Perhaps this is mere paranoia on my part, a professional deformation and risk when you write about politics long enough. But it is no secret that the Generalitat would have preferred that the Catalan assets remained in the hands of a “Catalan bank”, which Barcelona-based CaixaBank is. This not only enhances the financial and political power of the Catalan parties, who share the same cozy relationship with “their banks” as the other political parties do in the rest of Spain; it would also simplify things should the Catalans need to create a new, national banking system in 2015. Madrid might have wanted to throw a monkey wrench into both arrangements: BBVA is not as likely to write blank cheques as Caixa Banc and its constituent institutions were (at least not to the Catalan parties).

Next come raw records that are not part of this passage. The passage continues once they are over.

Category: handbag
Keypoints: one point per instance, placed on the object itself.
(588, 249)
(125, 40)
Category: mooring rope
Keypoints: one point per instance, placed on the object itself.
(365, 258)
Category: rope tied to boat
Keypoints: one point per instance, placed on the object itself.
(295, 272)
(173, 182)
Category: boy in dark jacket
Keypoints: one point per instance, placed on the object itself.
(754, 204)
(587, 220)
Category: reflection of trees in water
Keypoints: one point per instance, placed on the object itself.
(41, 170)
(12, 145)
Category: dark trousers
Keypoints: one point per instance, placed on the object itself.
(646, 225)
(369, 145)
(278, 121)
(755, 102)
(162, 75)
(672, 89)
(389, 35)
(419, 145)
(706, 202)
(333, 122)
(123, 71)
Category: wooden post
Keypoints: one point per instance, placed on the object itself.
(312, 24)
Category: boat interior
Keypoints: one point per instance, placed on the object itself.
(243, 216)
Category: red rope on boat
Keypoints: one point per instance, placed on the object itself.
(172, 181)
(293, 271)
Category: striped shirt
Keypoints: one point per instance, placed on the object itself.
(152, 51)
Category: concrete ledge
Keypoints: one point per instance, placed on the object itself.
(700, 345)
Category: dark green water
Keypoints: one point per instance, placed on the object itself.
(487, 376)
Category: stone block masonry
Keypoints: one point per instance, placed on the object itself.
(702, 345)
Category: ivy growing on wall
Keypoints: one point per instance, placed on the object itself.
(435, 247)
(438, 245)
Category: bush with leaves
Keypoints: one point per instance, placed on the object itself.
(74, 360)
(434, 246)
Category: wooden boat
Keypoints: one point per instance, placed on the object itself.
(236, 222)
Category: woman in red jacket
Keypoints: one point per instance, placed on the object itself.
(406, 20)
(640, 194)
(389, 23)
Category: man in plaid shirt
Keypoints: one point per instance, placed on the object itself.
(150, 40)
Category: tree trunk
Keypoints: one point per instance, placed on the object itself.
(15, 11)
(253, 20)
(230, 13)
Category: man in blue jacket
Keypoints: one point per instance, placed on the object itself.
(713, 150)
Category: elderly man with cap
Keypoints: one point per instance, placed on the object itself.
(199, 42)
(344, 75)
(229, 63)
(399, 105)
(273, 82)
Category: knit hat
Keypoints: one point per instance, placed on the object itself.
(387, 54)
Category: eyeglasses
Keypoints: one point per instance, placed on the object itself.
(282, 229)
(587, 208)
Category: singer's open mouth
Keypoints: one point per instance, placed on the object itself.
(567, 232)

Regardless of the political motives behind it, the sale remains a bitter pill for the Spanish state to swallow: the roughly 11 billion euros in losses are nearly equivalent to the cuts in made in public health and education funding through the austerity measures imposed in response to the crisis. This is grist for the Podemos mill to grind during the run up to the 2015 municipal elections. It also clearly shows the amount of valueless garbage still floating about the Spanish financial system, that sooner or later will have to be cleared out and accounted for.
Sources and Notes:
“Duran i Lleida deja el cargo de secretario general de CiU,” eldiario.es, 21 July 2014
 I refer here to the whole “I invited you”, “no you didn’t”, “yes I did” farce that was played out for public consumption over the last two weeks.
 Felipe de Borbón is not himself unpopular; the majority of Catalans simply dislike the institution.
 Just as ante-bellum Southerners were keen on protecting the odious “three-fifths” provision in the US Constitution that counted their human chattel as 3/5 of a free man for census purposes, this rigid defense of a document that no longer reflected the reality of the nation led to civil war and the destruction of the Southern plantation civilization.
Iñigo de Barrón, “El Estado pierde unos 11.500 millones al vender Catalunya Banc al BBVA,” El País, 21 July 2014
Of course, all banks in Spain are Spanish banks, regardless of which Autonomous Community they are headquartered in.